Table 1. Non-human primate species used to investigate adaptive mechanisms after stroke.

Methods of Lesion Induction

Since more than 100 years ago, experimental lesions have been made in the motor cortex of macaque monkeys by using various methods such as subpial aspiration, electric thermocautery, and excision with scalpel, and subsequent motor recovery has been investigated (Ogden and Franz, 1917; Travis and Woolsey, 1956; Passingham et al., 1983; Liu and Rouiller, 1999; Vilensky and Gilman, 2002). Because of the presence of a topographically organized map of body parts in the primary motor cortex, which is often identified by intracortical microstimulation techniques (Stoney et al., 1968; Kwan et al., 1978; Higo et al., 2016), it is possible to create a lesion in the cortical areas involved in movements of specific body parts. In recent decades, ibotenic acid, which selectively excites and destroys cell bodies (Curtis et al., 1979), has also been used to create specific gray matter lesions without damaging the white matter (Liu and Rouiller, 1999; Murata et al., 2008, 2015a,b; Yamamoto et al., 2019). However, the pathophysiology of these lesion models may differ from that of stroke patients because the stroke is caused by a blood clot or bleeding, i.e., ischemic and hemorrhagic strokes, respectively. To imitate ischemic stroke, electrocoagulation techniques have been used to occlude the superficial blood vessels supplying the motor cortex (Nudo et al., 1996; Frost et al., 2003; Dancause et al., 2005, 2006).

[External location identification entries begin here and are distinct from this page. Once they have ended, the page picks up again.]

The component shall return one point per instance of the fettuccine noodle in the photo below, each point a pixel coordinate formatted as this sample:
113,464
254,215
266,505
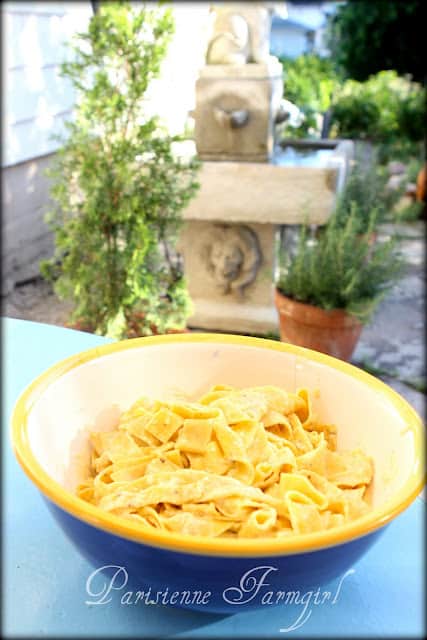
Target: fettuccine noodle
238,463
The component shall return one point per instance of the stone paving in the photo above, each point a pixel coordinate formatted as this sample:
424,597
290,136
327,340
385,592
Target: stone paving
391,346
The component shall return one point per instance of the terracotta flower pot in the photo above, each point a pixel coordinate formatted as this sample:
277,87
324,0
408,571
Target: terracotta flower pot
333,332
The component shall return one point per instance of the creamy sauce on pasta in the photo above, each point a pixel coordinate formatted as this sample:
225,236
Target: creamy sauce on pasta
238,463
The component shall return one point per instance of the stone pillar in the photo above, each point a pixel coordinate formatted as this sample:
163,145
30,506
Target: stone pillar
229,270
235,111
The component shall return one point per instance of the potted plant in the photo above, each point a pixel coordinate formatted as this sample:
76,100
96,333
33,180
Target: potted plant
118,184
330,287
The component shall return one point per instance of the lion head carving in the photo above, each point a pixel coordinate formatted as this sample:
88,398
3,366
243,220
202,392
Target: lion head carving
232,255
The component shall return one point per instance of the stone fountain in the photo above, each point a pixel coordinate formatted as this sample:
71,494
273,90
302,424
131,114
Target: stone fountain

Photothrombotic stroke is another model of superficial blood vessel occlusion (Ikeda et al., 2013; Khateeb et al., 2019). In this method, hydrophilic dyes, such as Rose Bengal, induce platelet aggregation and occlusion of microvessels by light exposure, impairing blood flow within the area exposed to light (Jourdan et al., 1995; Saniabadi et al., 1995). In addition, focal cerebral ischemia was induced in the visual cortex of marmoset through intracortical injections of endothelin-1 (Teo and Bourne, 2014), a vasoconstrictor peptide (Yanagisawa et al., 1988).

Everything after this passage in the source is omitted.